For some time I had wondered why my enormous back field, thick with rye, was not crowded like a New York City deli at lunch hour with wildlife eating the grain. Last summer deer (and my horses) jumped the fence repeatedly to demolish my much tinier plot of wheat. The deer did not seem interested in the rye. Did they not care for pumpernickel? Were they waiting for pastrami?
It was not until I was wading through the dense, waist-high stand that I began to get a clue. Ow! This stuff is really sharp and scratchy! When I looked closely at each seed head I realized that the kernels of grain were protected by long, stiff, painful needles.
Anything grazing on this might as well be munching on a porcupine.
The only exception I’ve seen are field mice and meadow voles. Hundreds of the tiny creatures, fat with rye, have scampered away from the roar of the brush hog. Perhaps my cutting has become a small part of the ecosystem, for on my last day of mowing I noticed a redtailed hawk circling hopefully overhead.
When you’re buying in grain, bag by expensive bag, it’s maddening to have a field full that only wild rodents will eat. Reading a memoir from 1910, I learned that in the past farm hens would scavenge fallen rye from around the shocks. I cut a bundle of rye and carried it back to the barn. My chickens trampled it underfoot in their rush to their familiar Blue Seal pellets. Oh well.

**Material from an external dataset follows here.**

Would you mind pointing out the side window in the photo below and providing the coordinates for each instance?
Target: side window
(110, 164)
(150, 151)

It occurred to me that rye might mostly be useful as livestock forage when it’s still young and green. However I have now read about ergot, a fungus to which rye is susceptible, that when ingested by animals (including humans) causes convulsions, hallucinations, mania, and black gangrene in the extremities. In the middle ages in Europe, ergot poisoning was believed to be a communicable disease and called St. Anthony’s Fire. The mania was the cause of many accusations of witchcraft, and ergot poisoning loosely associated with bubonic plague.

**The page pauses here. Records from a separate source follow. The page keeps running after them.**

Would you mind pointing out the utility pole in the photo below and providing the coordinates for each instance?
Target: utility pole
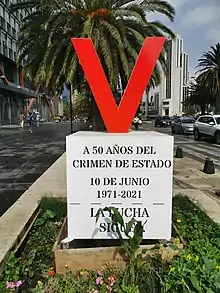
(71, 110)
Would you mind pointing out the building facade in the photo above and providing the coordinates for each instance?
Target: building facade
(173, 91)
(16, 93)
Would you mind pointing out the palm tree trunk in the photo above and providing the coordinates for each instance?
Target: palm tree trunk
(98, 123)
(217, 103)
(147, 101)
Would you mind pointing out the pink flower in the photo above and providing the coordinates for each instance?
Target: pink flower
(18, 283)
(10, 285)
(99, 281)
(100, 273)
(112, 280)
(109, 288)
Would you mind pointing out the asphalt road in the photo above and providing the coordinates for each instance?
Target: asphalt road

Perhaps I will skip the idea of feeding rye to anything.
However, on the plus side: I had wanted as much “litter mass” (growing stuff to chop and let rot as mulch) and as many roots in the impoverished soil as I could get — and in this the rye has been spectacularly successful. A single bale of straw costs $6 and I have an entire field of it! Bales upon bales. Yes, the mowing is a serious commitment but I’ll get that done eventually.
Meanwhile the blades of the brush-hog have acted as a flail, shaking the ripe kernels loose from the needles and straw. In many places the ground is covered with seeds. Each day finds more crows, ravens, and wild turkeys pacing the mowed area, gobbling the loose grain. (And if I should see a large maniacal bird, I shall know it’s been dining on rye.)
As it is raining this week I’ve returned the brush hog until my leg heals and the skies clear.